Charlie Brown of the USAAF was a Lt. flying his first mission as an aircraft commander flying a B-17, “Ye Olde Pub” on a bombing run over Bremen.

Brown’s bomber occupied the especially dangerous left of the formation, sometimes called the Purple Heart Corner. Bremen was defended by a large contingent of fighters and well-manned flak guns.

Two B-17s were quickly struck by heavy flak, and many went down. Brown’s bomber was hit at least once in the left wing. The crew had to shut down an engine which took them out of the formation. Soon they were met by about eight enemy fighters.

The B-17 was sometimes referred to as the flying porcupine and Ye Olde Pub sure lived up to The name. the gunners took out at least one of the fighters and as many as three, all on their own.

The remaining fighters were still able to take the fight to the bomber, however, and bullets tore through Ye Olde Pub.

the many danger zones of a B-17. Image By Bundesarchiv, Meschke/Wikipedia / CC-BY-SA 3.0
The many danger zones of a B-17. Image By Bundesarchiv / CC-BY-SA 3.0

The tail gunner, Sergeant Hugh “Ecky” Eckenrode, was killed as large sections of the tail were shot apart.
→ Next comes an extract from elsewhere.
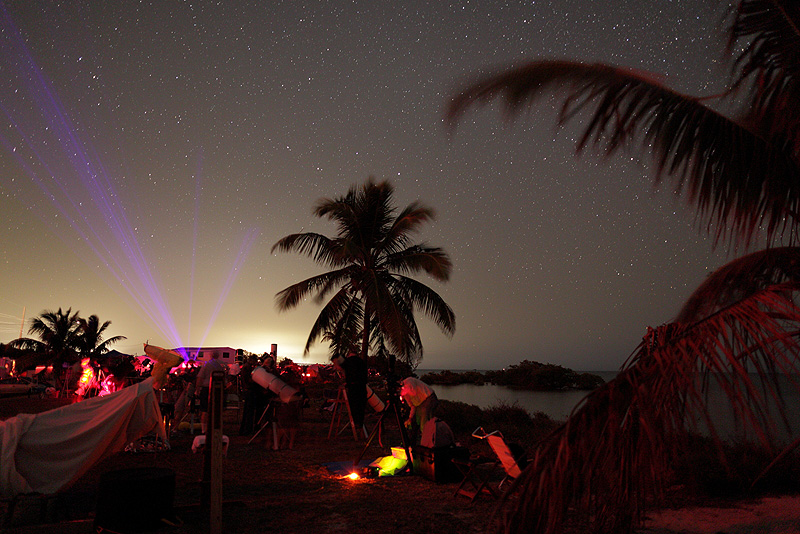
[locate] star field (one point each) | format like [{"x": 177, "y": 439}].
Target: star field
[{"x": 183, "y": 139}]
Nine more crewmen were injured, some very badly wounded.

The electrical, hydraulic and oxygen systems were damaged. Brown was wounded in the shoulder, and the seriously wounded had little reprieve as the morphine syringes were frozen.

Oxygen deprivation and wounds caused Brown to black out momentarily as the bomber spiraled towards the earth. Brown woke up and said that his first memory was of dodging trees.

The wounds and lack of oxygen made his memory hazy, but from the severe damage and drop in altitude, it is assumed that the German fighters figured that their target was destined to crash.